L’équipe a ainsi sillonné les dix-sept communes de l’île pour expliquer le projet. Elle a mené des entretiens avec les pêcheurs, les aquaculteurs, les acteurs du tourisme afin de saisir les enjeux et problématiques de cette pêche vivrière.
Prendre en compte les usages s’est également avéré indispensable. La pêche au djarifa par exemple, est-elle ou non destructrice ? Celle-ci, pratiquée majoritairement par les femmes, consiste à prélever de petits poissons à l’aide d’un tissu faisant office de filet.

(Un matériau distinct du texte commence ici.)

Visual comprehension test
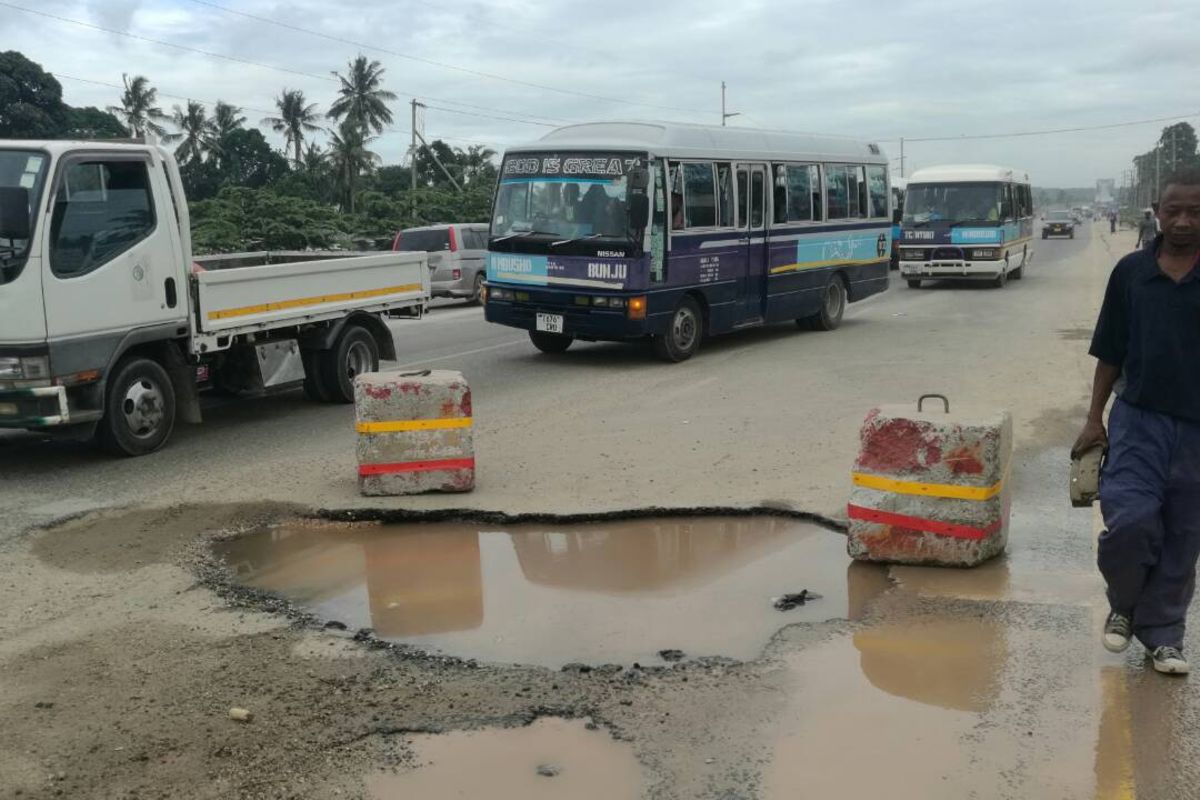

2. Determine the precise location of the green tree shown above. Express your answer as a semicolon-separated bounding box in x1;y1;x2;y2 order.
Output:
172;100;214;164
328;55;396;137
0;50;67;139
1158;122;1196;179
263;89;320;166
329;119;379;213
108;74;179;142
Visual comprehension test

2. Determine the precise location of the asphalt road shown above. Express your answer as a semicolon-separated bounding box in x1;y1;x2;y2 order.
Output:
9;219;1200;800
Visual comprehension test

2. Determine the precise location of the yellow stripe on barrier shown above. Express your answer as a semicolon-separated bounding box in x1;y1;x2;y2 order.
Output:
852;473;1004;500
354;416;472;433
209;283;421;319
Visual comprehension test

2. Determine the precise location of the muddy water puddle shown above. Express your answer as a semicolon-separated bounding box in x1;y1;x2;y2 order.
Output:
762;613;1137;800
218;517;854;667
367;718;643;800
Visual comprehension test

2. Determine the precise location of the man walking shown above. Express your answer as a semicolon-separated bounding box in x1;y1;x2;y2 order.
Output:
1138;211;1158;247
1072;169;1200;674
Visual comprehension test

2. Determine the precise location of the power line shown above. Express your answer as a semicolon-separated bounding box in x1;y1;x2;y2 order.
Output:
182;0;709;114
8;0;565;127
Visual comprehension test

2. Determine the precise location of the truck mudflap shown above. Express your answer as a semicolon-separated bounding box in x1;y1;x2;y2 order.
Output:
0;386;72;428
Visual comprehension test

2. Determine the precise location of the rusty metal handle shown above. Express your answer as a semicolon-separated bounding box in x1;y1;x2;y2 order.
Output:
917;395;950;414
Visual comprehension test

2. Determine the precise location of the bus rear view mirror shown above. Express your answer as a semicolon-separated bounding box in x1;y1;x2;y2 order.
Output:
629;167;650;192
629;194;650;230
0;186;29;239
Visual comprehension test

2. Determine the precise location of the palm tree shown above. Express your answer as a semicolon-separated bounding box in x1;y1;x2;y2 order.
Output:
329;120;379;213
211;100;246;163
108;73;180;142
263;89;320;167
458;144;496;182
172;100;212;164
326;55;396;137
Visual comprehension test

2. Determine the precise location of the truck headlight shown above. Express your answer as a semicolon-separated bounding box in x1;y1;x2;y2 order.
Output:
0;355;50;380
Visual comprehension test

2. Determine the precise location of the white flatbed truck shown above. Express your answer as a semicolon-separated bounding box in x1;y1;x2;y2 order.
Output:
0;140;431;456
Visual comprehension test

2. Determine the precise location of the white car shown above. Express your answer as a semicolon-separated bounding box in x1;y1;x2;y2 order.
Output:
391;223;487;302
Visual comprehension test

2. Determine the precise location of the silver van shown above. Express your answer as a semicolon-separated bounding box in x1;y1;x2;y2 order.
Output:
391;223;487;302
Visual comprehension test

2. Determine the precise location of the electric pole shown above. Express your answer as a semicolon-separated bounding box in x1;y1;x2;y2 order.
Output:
408;97;425;222
721;80;742;127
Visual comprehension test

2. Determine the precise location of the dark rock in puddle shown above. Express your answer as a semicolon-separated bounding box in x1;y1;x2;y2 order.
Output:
770;589;821;612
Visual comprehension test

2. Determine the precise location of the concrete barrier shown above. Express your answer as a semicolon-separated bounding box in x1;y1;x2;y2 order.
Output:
354;369;475;497
847;403;1013;566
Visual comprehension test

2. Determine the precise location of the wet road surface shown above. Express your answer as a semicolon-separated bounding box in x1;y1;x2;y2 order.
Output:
9;221;1200;800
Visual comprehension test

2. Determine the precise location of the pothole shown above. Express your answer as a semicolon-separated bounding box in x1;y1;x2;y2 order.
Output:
366;717;643;800
216;516;854;668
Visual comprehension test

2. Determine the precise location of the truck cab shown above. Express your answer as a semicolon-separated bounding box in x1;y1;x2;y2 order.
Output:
0;140;430;456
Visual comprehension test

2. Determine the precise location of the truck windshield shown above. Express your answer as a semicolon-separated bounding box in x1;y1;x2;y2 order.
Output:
491;152;644;241
904;184;1002;227
0;150;50;285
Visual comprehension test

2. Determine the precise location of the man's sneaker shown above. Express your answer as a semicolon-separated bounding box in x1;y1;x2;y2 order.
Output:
1150;648;1192;675
1104;612;1133;652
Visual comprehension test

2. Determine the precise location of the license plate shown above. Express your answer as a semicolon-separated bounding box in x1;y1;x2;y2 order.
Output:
538;314;563;333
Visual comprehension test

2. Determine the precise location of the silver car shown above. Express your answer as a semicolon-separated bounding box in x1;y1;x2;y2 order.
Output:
391;223;487;302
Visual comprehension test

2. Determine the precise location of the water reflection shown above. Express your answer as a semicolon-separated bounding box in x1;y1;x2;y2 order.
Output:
221;517;848;666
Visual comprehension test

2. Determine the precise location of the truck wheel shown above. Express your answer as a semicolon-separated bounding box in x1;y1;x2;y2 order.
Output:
96;357;175;456
796;275;846;331
529;331;575;353
318;325;379;403
654;297;704;362
300;350;329;403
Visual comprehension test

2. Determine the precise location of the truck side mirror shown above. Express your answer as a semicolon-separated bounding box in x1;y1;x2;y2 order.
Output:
0;186;30;239
629;193;650;230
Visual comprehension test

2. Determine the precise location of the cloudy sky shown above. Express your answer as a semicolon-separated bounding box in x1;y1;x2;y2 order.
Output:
0;0;1200;186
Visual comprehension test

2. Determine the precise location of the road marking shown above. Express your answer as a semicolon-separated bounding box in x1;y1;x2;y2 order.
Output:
396;339;526;369
853;473;1004;500
354;416;472;433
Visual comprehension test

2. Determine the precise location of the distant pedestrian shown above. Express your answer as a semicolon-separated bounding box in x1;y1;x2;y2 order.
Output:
1072;169;1200;674
1138;211;1158;247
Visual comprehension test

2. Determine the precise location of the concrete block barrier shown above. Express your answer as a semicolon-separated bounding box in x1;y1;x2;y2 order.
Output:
354;369;475;497
847;398;1013;566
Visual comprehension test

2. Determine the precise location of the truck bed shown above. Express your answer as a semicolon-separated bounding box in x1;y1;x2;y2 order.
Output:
199;252;430;336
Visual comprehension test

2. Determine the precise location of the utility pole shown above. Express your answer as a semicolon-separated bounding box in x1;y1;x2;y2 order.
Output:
721;80;742;128
408;97;425;222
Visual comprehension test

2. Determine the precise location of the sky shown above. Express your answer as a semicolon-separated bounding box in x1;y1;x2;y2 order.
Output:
0;0;1200;186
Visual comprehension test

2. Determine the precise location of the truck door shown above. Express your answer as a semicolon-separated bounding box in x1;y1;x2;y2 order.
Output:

Pour savoir s’il y a lieu de promouvoir cette pratique traditionnelle ou s’il convient de l’adapter afin de la rendre respectueuse de la ressource halieutique, une étude a été initiée avec une forte implication des femmes adeptes de cette pêche.
Par ailleurs, dans ce contexte où les gens participent difficilement (difficultés de déplacements, d’appropriation du projet…), une réflexion sur la mise en place de moyens adaptés a fait jour. Les registres déposés en mairie ne devaient pas restés vides de remarques ! Ainsi la communication s’est faite au travers d’articles de presse, de spots TV et radio, là encore en langues locales.
Quant aux propositions ouvertes à enquête publique et concernant par exemple les limites du parc ou les orientations de gestion, elles ont été déposées en mairie accompagnées d’un film en langues locales et diffusé en continu.
Un des points forts de cette concertation repose sur la mobilisation de personnes « relais » dans chaque commune : des agents du conseil général. Là encore, des hommes du terrain. Un atout indéniable !
1. Placée sous l’autorité du préfet, la mission a été mise en place par l’Agence des aires marines protégées.